En l’absence de sondages crédibles, diplomates et journalistes pèsent les chances des uns et des autres. Le conseil électoral a annoncé que les résultats ne seraient connus qu’une semaine après le premier tour. « Il me paraît impossible qu’un candidat soit élu au premier tour », avance le journaliste Hérold Jean-François. Le nombre de candidats à la présidence a été divisé par deux depuis octobre 2015. Quatre se détachent du lot, sur les 27 toujours en lice. Les deux favoris, Jovenel Moïse, le candidat du parti de l’ancien président Michel Martelly, et Jude Célestin, l’ancien dauphin de l’ex-président René Préval, étaient arrivés en tête lors du scrutin d’octobre 2015, qui avait été annulé pour fraude.

Financés par des chefs d’entreprise dans la plus grande opacité, ils ont visiblement plus de moyens que leurs concurrents. « Jovenel, le seul qui dispose d’un hélicoptère, a un temps d’avance et se vante d’avoir fait cinq fois le tour des dix départements », raconte un ambassadeur. « Le retard pris par le processus électoral lui a permis de se détacher du clan corrompu de Martelly et de ne plus apparaître comme la créature de l’ancien président », estime Réginald Boulos, l’une des figures les plus en vue du monde des affaires. « Jovenel a dépensé plus en publicité que tous les autres candidats réunis », calcule Pierre Espérance. « Mais Jude Célestin n’a pas baissé, au contraire, il pourrait bénéficier de la bataille qu’il a menée pour dénoncer la fraude d’octobre 2015 malgré les fortes pressions de la communauté internationale qui ne voulait pas annuler ce scrutin », ajoute-t-il.

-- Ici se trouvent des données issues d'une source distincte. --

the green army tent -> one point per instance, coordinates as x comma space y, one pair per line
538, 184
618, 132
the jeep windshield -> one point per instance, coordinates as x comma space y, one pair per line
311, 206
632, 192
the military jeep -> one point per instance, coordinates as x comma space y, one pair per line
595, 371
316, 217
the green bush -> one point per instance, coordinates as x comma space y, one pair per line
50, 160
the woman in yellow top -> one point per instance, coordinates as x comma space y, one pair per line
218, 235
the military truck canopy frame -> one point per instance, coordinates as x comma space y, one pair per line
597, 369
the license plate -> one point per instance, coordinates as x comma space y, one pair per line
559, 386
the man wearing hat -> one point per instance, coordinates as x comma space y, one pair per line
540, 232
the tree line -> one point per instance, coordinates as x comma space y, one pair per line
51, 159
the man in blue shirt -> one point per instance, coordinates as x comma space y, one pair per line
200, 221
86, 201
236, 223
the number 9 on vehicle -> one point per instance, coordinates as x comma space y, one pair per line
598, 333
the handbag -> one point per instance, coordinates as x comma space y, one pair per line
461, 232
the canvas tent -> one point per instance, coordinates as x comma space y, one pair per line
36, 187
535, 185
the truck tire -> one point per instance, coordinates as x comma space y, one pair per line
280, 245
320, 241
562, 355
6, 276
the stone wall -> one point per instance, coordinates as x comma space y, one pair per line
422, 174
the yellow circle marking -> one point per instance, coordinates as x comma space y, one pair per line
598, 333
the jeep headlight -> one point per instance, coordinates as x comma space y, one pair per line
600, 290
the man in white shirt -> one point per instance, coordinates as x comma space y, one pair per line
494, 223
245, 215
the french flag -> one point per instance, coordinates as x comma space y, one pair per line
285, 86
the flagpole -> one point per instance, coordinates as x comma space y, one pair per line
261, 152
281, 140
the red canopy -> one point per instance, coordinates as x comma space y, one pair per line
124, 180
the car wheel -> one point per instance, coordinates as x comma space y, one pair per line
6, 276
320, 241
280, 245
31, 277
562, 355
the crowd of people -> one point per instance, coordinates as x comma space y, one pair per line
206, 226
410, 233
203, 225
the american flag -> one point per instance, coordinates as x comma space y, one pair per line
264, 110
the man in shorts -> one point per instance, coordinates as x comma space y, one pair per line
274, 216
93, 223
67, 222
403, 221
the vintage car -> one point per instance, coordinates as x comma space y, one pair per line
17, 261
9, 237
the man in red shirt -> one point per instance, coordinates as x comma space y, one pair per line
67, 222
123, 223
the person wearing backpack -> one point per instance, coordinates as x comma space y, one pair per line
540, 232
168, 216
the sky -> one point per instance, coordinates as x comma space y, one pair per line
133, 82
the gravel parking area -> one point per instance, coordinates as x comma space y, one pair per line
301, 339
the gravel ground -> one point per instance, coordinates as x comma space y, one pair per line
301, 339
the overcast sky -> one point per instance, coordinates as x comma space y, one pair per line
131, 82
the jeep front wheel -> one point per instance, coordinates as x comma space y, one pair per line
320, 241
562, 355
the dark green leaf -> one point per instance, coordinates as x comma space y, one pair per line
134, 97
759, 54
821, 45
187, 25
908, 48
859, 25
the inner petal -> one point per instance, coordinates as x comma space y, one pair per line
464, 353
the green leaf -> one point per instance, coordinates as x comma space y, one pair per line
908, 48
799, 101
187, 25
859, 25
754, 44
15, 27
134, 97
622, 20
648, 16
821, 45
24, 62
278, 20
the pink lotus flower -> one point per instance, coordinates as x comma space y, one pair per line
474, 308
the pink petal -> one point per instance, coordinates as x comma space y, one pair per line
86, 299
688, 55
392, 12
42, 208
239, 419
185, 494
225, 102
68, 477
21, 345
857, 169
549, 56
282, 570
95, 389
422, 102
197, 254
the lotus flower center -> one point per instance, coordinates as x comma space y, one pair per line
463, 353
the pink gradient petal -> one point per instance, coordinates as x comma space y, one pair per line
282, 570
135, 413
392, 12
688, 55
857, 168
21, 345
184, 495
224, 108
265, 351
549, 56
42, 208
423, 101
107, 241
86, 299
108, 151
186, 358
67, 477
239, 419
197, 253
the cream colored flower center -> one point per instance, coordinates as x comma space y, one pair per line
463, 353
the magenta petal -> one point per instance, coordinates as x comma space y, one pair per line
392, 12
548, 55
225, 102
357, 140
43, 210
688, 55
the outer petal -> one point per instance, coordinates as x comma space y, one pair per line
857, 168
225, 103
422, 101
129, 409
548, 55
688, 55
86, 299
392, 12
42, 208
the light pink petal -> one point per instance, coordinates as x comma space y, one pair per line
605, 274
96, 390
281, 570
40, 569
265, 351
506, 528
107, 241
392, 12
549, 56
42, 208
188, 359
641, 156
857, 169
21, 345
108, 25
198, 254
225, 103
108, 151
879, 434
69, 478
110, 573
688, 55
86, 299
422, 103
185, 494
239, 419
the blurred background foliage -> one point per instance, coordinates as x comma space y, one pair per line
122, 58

A Port-au-Prince, le 15 novembre. | HECTOR RETAMAL / AFP

Deux autres candidats, Maryse Narcisse, du parti Fanmi Lavalas (« Famille Lavalas ») et Moïse Jean-Charles, de la Plate-Forme Pitit Dessalines, espèrent bien troubler le duel des deux favoris. Silencieux depuis son retour d’exil, le fondateur de Fanmi Lavalas, l’ancien président Jean-Bertrand Aristide, a multiplié les meetings en faveur de sa candidate. Il a retrouvé le verbe enflammé qui l’avait porté à la présidence en décembre 1990, accusant les adversaires de sa protégée d’être « des menteurs, des corrompus et des voleurs ».

« Maryse présidente ou déchoukaj électoral », clamait l’un de ses jeunes partisans jeudi lors d’un meeting dans la banlieue populaire de Carrefour, près de Port-au-Prince. Ce slogan en forme de menace de contestation, lancé il y a quelques jours par M. Aristide, a semé la préoccupation au point que l’ambassade des Etats-Unis a publié un communiqué rappelant que « l’intimidation et la violence sont inacceptables et ont des conséquences négatives sur la participation des citoyens aux élections ».

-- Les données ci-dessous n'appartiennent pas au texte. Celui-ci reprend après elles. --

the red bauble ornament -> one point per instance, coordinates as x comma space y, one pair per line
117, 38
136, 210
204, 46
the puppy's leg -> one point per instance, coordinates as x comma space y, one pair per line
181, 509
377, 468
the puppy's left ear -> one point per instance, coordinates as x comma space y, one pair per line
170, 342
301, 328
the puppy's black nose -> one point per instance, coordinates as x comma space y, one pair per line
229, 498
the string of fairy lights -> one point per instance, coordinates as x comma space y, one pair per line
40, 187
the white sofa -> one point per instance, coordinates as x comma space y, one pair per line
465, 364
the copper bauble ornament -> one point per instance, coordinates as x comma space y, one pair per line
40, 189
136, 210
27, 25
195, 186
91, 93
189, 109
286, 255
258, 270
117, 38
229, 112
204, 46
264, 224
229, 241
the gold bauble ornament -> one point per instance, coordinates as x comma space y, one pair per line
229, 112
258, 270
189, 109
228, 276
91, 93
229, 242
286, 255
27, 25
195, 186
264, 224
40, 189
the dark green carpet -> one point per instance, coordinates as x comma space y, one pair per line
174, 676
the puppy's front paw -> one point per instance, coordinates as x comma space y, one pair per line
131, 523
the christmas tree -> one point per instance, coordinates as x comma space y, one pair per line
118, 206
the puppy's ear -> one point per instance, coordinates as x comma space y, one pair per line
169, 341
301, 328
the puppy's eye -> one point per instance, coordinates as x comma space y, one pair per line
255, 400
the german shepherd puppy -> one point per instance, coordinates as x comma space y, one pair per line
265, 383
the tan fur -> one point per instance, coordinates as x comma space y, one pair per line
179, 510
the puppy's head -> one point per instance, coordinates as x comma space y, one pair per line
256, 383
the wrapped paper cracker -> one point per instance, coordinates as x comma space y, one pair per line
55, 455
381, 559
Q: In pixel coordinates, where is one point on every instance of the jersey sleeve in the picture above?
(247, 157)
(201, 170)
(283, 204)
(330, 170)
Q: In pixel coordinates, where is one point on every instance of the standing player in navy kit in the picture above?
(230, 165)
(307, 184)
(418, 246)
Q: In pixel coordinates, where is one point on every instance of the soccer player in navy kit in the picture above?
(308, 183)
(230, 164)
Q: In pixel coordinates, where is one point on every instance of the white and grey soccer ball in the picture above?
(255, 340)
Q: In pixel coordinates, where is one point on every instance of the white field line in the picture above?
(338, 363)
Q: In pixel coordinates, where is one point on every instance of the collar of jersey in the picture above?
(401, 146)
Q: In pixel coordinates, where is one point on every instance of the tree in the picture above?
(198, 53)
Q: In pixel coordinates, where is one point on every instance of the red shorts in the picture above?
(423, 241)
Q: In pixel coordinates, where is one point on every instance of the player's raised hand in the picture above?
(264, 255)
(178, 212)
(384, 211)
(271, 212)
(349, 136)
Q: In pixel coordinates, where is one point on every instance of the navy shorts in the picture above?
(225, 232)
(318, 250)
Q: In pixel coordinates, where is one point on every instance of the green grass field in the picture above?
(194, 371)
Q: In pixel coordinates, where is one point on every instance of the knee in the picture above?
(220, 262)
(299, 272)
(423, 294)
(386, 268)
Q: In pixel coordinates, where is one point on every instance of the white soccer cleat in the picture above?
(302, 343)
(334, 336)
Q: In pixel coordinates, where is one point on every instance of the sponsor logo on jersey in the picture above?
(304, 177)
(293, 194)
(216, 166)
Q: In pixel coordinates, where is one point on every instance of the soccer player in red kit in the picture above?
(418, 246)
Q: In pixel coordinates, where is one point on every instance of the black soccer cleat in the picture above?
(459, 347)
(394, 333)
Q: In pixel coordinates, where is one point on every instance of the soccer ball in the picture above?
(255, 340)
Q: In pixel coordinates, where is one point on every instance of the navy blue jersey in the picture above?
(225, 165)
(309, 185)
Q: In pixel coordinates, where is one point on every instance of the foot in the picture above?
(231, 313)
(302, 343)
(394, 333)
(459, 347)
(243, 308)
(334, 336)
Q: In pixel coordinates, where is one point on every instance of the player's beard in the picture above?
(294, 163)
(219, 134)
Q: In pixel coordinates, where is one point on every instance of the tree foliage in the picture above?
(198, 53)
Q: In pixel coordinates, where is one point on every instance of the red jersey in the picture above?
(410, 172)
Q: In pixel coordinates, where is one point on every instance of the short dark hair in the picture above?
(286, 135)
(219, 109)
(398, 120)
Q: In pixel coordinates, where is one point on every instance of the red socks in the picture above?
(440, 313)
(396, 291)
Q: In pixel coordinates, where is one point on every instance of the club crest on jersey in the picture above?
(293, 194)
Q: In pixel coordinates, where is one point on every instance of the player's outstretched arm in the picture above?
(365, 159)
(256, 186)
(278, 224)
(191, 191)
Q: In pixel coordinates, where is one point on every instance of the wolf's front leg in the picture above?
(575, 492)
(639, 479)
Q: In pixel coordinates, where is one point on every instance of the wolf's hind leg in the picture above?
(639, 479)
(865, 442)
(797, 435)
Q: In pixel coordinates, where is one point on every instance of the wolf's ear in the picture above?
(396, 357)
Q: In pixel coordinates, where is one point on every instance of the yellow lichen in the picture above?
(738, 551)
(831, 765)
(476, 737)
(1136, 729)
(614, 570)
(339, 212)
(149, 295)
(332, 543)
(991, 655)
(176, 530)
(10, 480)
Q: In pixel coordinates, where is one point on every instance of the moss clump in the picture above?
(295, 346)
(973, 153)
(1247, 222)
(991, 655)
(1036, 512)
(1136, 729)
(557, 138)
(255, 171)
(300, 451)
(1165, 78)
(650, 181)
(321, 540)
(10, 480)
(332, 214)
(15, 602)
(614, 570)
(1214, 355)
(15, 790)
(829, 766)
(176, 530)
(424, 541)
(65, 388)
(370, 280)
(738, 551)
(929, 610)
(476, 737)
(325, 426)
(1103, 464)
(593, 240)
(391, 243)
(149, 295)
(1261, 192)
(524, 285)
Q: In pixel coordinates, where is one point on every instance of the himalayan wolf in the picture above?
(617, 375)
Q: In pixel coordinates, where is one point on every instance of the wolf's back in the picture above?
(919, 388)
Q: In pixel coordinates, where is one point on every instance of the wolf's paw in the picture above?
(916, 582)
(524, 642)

Après l’annulation du scrutin d’octobre 2015, contre l’avis des principaux bailleurs de fonds qui l’avaient largement financé, les « pays amis », à commencer par les Etats-Unis et les Etats de l’Union européenne, avaient annoncé qu’ils ne paieraient pas de nouvelles élections. Malgré l’état calamiteux des finances publiques, le gouvernement du président Privert a trouvé 25 millions de dollars (24 millions d’euros) pour financer le premier tour. Mais Matthew a alourdi l’ardoise d’au moins 5 millions de dollars. Après le passage du cyclone, les Etats-Unis ont remis la main au portefeuille et la communauté internationale espère bien pouvoir valider des élections qu’elle avait boudées.